According to LAANE’s senior community organizer, William D. Smart Jr., the airport project received federal approval in May, setting the stage for the community benefits agreement to begin taking effect this month, starting with its job provisions.

The Road to Good Jobs and Great Neighborhoods
The story of another CBA, which was negotiated in Milwaukee, demonstrates that making such agreements work often takes a good deal of organizing, persistence, and patience.

The 2004 demolition of Milwaukee's Park East Freeway opened up 60 acres of land bordering the downtown. But it also sparked an alliance among poor people, faith-based organizations, unions, and public policy advocates concerned about what would happen to the big parcel. As the city council pondered the new fate of the land in 2002, 29 metro Milwaukee organizations formed the Good Jobs and Livable Neighborhoods Coalition and began pushing for downtown redevelopment governed by a CBA that included measures for affordable housing and living wages.

Opponents objected to the affordable housing requirements and wage standards in the proposed CBA, arguing that the market should determine rent and wages. Surprisingly, many minority business owners also expressed concerns about higher wages that, they said, would hurt their operations. After an 18-month struggle, the Milwaukee Common Council rejected the CBA by a 9-to-6 vote in June 2004.

Determined to continue, the coalition shifted its efforts towards Milwaukee County, which held title to a portion of the acreage. In October 2004, 11 members of the Milwaukee County Board of Supervisors introduced a resolution endorsing the CBA. By the time the measure came to a vote that December, it had gained wide public support. Before a standing-room-only audience, the supervisors approved the resolution by a 15-to-4 vote.

After the resolution passed, the Rev. Joseph Jackson, pastor of Evergreen Baptist Church and president of Milwaukee Innercity Congregations Allied for Hope (MICAH), the Coalition’s faith-based partner, said, “We have set a standard for all development in the city and this standard will benefit the entire Milwaukee community in the long run.”

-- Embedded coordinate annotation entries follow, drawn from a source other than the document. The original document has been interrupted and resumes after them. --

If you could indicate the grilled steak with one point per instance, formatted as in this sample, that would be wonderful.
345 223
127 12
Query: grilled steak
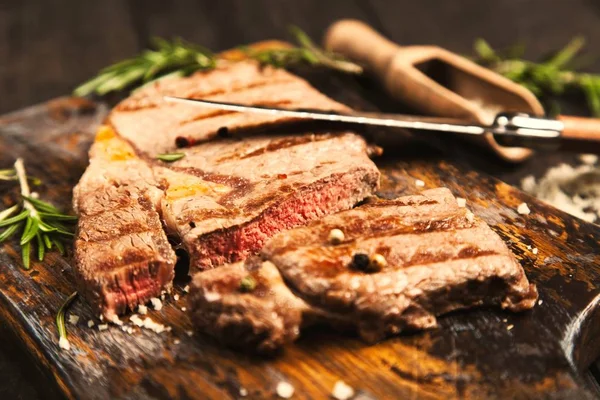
434 257
224 199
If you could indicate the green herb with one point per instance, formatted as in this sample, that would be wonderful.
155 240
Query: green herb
179 58
170 157
548 79
247 284
37 219
307 52
60 318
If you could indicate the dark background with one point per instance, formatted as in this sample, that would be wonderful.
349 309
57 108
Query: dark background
48 47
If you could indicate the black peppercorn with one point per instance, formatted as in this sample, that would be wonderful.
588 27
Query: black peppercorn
360 262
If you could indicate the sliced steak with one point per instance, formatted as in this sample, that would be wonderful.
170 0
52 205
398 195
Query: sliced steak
122 254
435 257
238 194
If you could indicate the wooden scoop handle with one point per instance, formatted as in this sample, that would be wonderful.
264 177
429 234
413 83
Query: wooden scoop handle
580 135
361 44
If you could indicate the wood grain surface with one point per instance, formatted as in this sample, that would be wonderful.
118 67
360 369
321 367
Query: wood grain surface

However the coalition faced another roadblock when the county executive vetoed the action. But the Milwaukee County Board of Supervisors overrode his veto in February, 2005, with another 15-to-4 vote. Now the 26-acre mixed-use development will move forward, extending Milwaukee’s River Walk along Lower Water Street, transforming McKinley Avenue into a high-visibility boulevard that will serve as the new gateway to downtown, and adding housing, shopping and entertainment venues along Upper Water Street. Just as importantly, these new developments will go hand-in-hand with good jobs, affordable housing, childcare, an urban gardening site, and a bicycle trail for residents, all products of the CBA.  

A Winning Strategy for Development
Greg LeRoy, executive director of Good Jobs First, a national resource center promoting corporate and government accountability, predicts that CBAs will become more common.

“It is inevitable for the appeal of CBAs to grow a lot,” Mr. LeRoy said, “particularly for the ‘back to the city movement.’ It is a losing strategy to just be against development. The political lesson is that if you only have a negative interest, you will be painted as anti-economic development.”

Ms. Janis-Aparicio emphasized that groups who want to successfully shape developments and their impact on local communities by using CBAs must first develop effective strategies.

“You have to decide what the carrot is, and what the stick is,” she said. “For the [LA] airport project, the carrot is the elimination of groups that would have mired the project in litigation and the prospect of getting approval from reticent council members. The stick is the potential for the project to fall apart if it does not develop a win-win approach.”